ISSN: 2155-6148
Shuji Kawamoto*, Atsuko Shiraki, Chikashi Takeda, Tomoharu Tanaka and Kazuhiko Fukuda
Background: Kartagener syndrome (KS) is a partial disease of primary ciliary dyskinesia with defects in the fine structure of cilia and flagella. KS is an autosomal recessive inherited disease with three major features: visceral inversion, chronic sinusitis, and bronchiectasis. Lung transplantation is an option for end-stage KS, which results in respiratory insufficiency. However, there have been few reports on perioperative management of lung transplantation in patients with KS.

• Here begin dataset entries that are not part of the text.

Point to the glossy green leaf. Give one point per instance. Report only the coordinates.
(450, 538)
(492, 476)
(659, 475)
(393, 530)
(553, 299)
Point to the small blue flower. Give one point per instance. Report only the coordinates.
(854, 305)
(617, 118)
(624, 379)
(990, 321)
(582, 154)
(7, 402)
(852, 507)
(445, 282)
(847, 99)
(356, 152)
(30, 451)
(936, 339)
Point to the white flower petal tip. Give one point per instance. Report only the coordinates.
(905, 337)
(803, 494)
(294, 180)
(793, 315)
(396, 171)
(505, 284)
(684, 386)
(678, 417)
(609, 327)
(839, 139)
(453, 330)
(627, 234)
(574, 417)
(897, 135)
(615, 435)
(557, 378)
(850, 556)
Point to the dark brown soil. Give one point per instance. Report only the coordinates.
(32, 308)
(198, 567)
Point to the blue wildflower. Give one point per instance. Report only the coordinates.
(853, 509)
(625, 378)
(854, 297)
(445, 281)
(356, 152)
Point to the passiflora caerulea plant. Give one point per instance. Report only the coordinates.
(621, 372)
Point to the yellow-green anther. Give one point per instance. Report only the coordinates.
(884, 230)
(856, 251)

Case presentation: A 44-year-old female who was diagnosed with KS in infancy had tracheotomy at age 42 to prevent infection, and was placed on standby for lung transplantation under a ventilator. After a two-year wait, she underwent bilateral brain-dead lung transplantation. In parallel with induction of anesthesia, the left femoral artery and vein were taped to allow extracorporeal circulation in case of a sudden change, and extracorporeal circulation was started after opening the chest, as planned. As a general anesthetic, propofol, which has a lower inhibitory effect on airway ciliary movement, was mainly used. After both pneumonectomies were performed, the upper airway was washed. A donor left whole lung was then transplanted into the left chest cavity, and a donor right lung with resection of the middle lobe was transplanted into the right chest cavity. Pulmonary physiotherapy and bronchoscopic expectoration were encouraged, and the patient was weaned from the ventilator on postoperative day (POD) 13 and discharged from hospital without oxygen on POD 101.
Conclusion: Perioperative respiratory infection control is of paramount importance in bilateral lung transplantation for KS, and a good clinical course was achieved through careful infection control.